Hélène Cixous/« Mes êtres d’incandescence »
Pour Adeline
« Ça commence par le secret gardé, par la séparation silencieuse du reste du monde. On s’aime. On passe dans la clandestinité. On quitte le monde en plein jour. »
Hélène Cixous, L’Amour du loup, chapitre I, « Sacrifices », page 19.
En feuilletant mes carnets, je retrouve cette prise de notes (un extrait de l'ouvrage de Cixous) qui date du premier jour des vacances de février 2004. Je lis ceci :
« Il y avait eu les bombardements d’Oran, les bombardements de guerre, avec bombes, descentes aux abris, sirènes d’alerte, l’espace devient extrêmement vertical, la vie est une corde tendue entre deux non-extrémités entre en haut et sous la terre, entre horreur et jubilation […] Il y a eu le bombardement de Salszbourg, un autre encore. Un autre encore. Une succession de bombardements […]
Nous sommes nés pour être bombardés et pour voir soudain les lieux familiers et les choses ordinaires devenus nus et spectaculaires. Alors le dehors gagne le dedans et le dedans s’étale impudiquement sans qu’on y puisse rien. C’est comme ce phénomène mathématique appelé Bouteilles de Klein une chose inconcevable et pourtant qui existe, un volume dont le dehors est dedans […]
Dès qu’on commence à raconter, il y a comme un apaisement des Mânes. Mais pendant quarante ans il y a impossibilité de tout récit. Quarante ans : toujours quarante ans de désert de mutisme. L’évanouissement dure quarante ans. Ensuite la mémoire reprend. Pendant l’évanouissement reste un monde, une population non racontée, bien cachée, tapie dans les replis, dans l’escalier, des larves de jeunes condamnés à mort, qui reviennent sitôt morts qui nous assiègent et que nous assiégeons.
La Fin n’est pas la fin. Pas plus que le commencement ne commence. »
Extrait de Hélène Cixous, La Mort du loup et autres remords, II « Le livre personnage du livre », « La Chose », éditions Galilée, 2003, pp. 115-116.
| Voir aussi : - (sur Terres de femmes) un article sur La Mort du loup : « Petites érinyes de la conscience ». |


Raconter pour apaiser les Mânes. Oui elle a raison.
Mais les Mânes sont cruelles. Cet apaisement qu'elles donnent, elles le font payer si cher!
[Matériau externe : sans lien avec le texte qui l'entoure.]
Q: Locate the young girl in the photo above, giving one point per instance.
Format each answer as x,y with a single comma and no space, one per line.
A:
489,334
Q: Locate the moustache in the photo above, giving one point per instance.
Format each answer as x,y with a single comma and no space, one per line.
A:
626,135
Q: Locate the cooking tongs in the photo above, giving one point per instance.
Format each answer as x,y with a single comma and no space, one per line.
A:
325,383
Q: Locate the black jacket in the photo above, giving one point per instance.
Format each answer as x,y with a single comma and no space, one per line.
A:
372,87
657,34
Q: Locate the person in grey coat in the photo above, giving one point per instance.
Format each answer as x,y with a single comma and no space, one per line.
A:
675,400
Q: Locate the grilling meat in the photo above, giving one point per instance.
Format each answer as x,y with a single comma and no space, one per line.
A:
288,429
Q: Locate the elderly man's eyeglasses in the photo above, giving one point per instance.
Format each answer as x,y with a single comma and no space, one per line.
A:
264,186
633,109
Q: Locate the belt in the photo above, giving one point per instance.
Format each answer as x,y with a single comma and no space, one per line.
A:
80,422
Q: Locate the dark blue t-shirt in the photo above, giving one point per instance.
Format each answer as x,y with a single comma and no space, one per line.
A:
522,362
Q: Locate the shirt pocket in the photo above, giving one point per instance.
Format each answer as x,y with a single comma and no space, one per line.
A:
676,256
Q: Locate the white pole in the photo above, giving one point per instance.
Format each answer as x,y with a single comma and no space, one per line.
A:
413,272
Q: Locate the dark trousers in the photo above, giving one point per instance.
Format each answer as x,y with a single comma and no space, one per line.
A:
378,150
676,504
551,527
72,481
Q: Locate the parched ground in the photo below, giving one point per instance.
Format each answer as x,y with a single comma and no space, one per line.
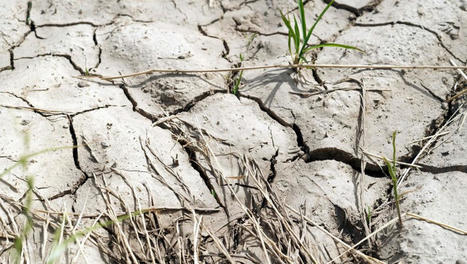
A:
177,169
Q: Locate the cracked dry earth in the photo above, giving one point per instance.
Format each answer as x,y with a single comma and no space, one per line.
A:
285,172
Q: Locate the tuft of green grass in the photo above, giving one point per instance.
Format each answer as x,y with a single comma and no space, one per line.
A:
393,173
238,80
300,41
28,13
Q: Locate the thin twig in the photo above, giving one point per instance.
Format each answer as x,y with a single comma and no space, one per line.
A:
368,258
367,237
281,66
454,229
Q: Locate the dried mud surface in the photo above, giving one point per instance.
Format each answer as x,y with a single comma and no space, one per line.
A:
286,171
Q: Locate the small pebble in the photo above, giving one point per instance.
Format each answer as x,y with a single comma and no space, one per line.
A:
83,84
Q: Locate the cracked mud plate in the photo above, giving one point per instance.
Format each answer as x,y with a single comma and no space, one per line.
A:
174,168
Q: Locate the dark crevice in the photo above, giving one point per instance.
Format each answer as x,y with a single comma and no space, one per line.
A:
66,56
72,24
197,167
96,44
195,100
31,106
265,109
92,109
135,104
249,30
272,167
438,170
12,59
226,50
441,100
412,25
347,226
336,154
82,180
356,11
300,142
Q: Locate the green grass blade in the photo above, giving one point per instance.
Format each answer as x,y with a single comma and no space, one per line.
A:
291,31
286,22
394,149
308,35
297,35
336,45
301,8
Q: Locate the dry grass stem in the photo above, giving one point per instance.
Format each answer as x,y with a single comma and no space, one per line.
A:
280,66
445,226
391,222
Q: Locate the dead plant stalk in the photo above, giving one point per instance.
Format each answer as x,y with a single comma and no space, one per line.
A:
283,66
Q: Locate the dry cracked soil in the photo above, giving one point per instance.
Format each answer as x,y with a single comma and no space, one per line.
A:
172,167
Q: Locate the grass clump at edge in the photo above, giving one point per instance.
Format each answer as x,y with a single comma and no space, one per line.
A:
300,41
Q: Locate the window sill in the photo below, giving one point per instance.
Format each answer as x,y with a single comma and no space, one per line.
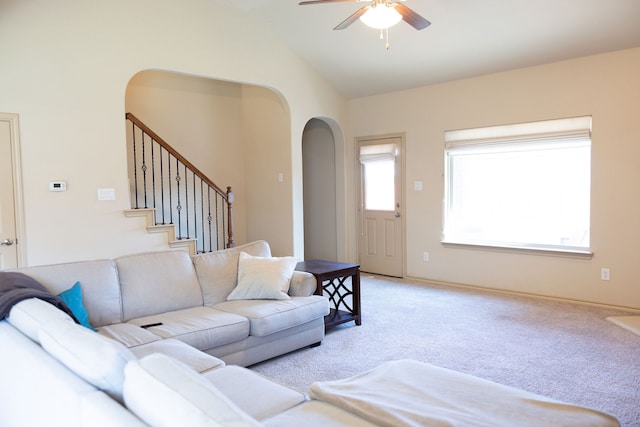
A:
569,253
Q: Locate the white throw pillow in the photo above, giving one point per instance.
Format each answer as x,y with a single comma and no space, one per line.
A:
164,392
97,359
263,277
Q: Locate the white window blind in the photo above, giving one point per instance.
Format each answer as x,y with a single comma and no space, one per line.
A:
523,185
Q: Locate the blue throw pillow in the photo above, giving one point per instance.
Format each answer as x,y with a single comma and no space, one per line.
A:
73,298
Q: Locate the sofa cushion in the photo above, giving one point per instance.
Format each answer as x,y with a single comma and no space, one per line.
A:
263,277
97,359
268,317
256,395
218,271
200,327
197,360
30,315
128,334
100,286
164,392
156,282
73,298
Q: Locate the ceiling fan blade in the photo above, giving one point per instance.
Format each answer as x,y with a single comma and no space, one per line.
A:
353,18
411,17
302,3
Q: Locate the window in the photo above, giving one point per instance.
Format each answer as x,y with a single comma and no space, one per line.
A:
519,186
378,162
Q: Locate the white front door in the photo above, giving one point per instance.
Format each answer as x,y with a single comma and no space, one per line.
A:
9,254
380,205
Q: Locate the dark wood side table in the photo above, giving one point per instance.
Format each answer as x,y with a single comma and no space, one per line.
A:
331,278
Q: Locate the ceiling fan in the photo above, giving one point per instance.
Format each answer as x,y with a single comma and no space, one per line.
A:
380,14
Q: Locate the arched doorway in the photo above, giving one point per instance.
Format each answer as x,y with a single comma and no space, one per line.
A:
320,191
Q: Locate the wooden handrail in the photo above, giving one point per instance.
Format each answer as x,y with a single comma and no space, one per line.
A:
177,155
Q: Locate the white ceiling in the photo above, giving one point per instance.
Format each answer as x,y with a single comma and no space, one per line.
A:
466,38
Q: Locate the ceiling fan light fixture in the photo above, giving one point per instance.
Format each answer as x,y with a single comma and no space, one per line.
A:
381,16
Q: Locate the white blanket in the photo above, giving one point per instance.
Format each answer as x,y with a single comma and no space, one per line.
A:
411,393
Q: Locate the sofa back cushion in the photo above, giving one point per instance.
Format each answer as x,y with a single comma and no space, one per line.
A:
157,282
99,281
218,271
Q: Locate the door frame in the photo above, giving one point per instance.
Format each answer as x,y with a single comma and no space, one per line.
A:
18,201
359,195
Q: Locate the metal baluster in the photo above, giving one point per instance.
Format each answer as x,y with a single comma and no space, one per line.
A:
135,164
178,207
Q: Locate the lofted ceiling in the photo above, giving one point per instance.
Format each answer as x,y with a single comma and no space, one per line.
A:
466,38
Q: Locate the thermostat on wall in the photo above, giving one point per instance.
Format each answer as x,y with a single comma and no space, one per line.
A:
57,186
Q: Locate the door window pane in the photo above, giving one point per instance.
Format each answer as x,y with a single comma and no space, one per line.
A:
379,185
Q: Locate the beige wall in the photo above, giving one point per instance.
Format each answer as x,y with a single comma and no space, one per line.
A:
65,69
604,86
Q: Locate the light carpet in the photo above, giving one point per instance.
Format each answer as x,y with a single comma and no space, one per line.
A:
565,351
630,323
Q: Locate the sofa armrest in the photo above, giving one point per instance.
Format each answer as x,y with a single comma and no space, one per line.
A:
303,284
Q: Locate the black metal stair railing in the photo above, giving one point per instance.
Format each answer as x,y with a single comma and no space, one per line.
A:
162,179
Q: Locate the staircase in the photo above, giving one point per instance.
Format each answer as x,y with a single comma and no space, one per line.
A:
174,196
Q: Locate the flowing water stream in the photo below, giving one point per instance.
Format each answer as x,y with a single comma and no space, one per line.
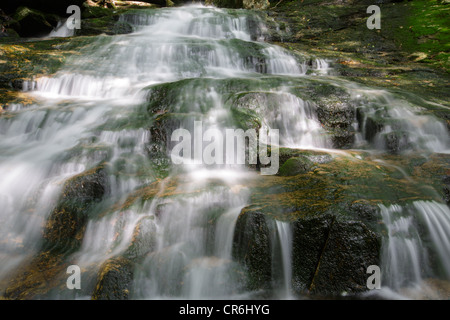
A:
94,111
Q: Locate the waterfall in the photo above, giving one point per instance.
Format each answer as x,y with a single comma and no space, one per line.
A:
416,247
284,233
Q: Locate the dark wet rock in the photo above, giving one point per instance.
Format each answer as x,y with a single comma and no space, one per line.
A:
33,23
446,189
238,4
65,227
330,255
294,166
252,248
143,240
57,7
115,280
396,141
349,250
337,113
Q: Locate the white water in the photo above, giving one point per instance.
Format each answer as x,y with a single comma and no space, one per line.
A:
84,122
407,261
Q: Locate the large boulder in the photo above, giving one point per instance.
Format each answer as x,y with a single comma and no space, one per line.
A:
33,23
252,248
115,280
64,230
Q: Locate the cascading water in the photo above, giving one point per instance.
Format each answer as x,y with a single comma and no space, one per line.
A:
416,247
94,112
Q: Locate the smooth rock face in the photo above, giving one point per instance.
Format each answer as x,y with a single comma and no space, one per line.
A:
114,281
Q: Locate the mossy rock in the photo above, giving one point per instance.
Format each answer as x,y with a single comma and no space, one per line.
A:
115,280
252,248
143,240
33,23
350,248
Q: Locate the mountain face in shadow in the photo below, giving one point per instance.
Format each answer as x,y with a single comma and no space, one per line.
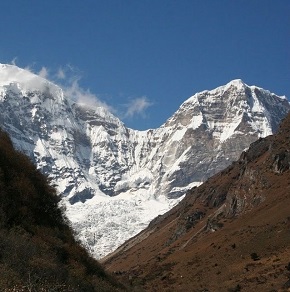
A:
230,234
38,251
115,180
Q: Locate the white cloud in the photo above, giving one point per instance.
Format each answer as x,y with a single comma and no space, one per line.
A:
137,106
84,96
43,72
61,74
13,62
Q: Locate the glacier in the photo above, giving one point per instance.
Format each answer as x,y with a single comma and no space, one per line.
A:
114,180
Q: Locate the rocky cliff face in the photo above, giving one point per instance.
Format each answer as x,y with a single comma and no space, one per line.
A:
114,180
229,234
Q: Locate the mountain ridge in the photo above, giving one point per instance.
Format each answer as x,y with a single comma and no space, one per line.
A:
101,168
229,234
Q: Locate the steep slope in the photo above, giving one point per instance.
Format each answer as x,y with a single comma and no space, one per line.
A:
38,251
229,234
114,180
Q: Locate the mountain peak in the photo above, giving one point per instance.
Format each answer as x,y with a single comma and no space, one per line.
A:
237,83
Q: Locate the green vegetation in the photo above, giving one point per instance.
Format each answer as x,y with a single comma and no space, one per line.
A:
38,251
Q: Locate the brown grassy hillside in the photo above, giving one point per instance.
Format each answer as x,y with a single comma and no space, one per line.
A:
230,234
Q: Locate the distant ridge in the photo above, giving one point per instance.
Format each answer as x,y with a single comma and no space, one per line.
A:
114,180
229,234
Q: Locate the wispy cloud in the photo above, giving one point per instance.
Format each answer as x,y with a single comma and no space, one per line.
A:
60,74
13,62
84,96
43,72
68,78
137,106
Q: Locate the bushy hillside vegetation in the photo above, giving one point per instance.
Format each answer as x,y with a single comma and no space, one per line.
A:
38,251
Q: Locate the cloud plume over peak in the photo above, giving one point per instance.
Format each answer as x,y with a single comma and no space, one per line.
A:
137,106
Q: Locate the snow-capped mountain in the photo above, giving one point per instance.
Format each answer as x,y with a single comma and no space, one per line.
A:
113,180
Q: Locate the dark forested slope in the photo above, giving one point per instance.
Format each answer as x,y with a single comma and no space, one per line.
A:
38,251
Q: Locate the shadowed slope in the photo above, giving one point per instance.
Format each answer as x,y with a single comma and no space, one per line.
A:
230,234
37,248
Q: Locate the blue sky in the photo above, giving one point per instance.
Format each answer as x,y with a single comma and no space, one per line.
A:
143,58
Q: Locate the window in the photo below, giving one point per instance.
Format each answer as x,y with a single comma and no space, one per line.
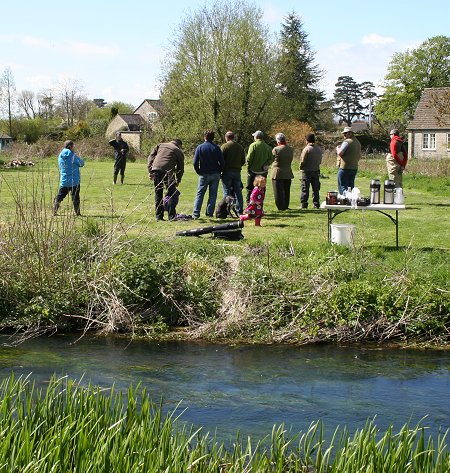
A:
429,141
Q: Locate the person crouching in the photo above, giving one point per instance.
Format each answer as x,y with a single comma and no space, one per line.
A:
255,208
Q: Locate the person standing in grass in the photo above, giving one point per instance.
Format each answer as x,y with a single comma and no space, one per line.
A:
234,157
165,167
120,156
69,171
259,158
397,158
349,154
310,161
255,208
208,164
282,174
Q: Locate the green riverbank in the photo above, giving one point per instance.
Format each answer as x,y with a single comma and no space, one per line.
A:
116,270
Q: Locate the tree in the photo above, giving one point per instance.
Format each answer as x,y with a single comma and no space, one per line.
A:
347,98
368,99
46,104
7,92
409,73
298,75
100,103
219,73
71,101
27,103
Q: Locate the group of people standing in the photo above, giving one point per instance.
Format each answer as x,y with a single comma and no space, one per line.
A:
213,164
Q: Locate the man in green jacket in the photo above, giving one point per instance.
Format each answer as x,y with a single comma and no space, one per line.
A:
234,157
349,154
259,159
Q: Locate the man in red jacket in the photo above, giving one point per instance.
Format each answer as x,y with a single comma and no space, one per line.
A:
396,160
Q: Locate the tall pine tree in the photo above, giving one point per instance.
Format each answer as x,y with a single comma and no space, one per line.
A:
299,76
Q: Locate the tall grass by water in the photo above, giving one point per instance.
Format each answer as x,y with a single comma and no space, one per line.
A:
71,427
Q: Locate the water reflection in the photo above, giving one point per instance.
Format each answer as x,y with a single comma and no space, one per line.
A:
250,388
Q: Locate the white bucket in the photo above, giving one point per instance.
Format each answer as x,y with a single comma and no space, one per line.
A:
343,234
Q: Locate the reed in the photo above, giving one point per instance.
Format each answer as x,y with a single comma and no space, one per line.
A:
73,426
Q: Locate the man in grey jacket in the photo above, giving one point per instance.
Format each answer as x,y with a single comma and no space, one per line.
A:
166,168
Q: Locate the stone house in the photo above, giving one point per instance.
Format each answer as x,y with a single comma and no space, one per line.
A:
131,125
429,130
149,110
5,140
Raconter pour oublier ou pour faire revivre cette douleur, la preuve qu'on est vivant.
La violence des souvenirs se dissout dans les mots, mais pas dans la mémoire. Reste alors la magie du regard porté sur ce qui n'est plus. Le regard d'avant. Celui de tous les espoirs, de tous les possibles.
Les mots qui disent cet avant sont aussi doux que le nectar des dieux, ils sont le poison de l'avenir.
Masochisme de la Mémoire. Mais c'est aussi le seul moyen de ne pas voir le trou béant et la putréfaction de tout ce qui fut un jour.
Les souvenirs ravivés comme un soleil qui toujours se lève, dont rien ne peut arrêter la course inexorable.
Merci infiniment pour ce beau texte. Merci pour tout.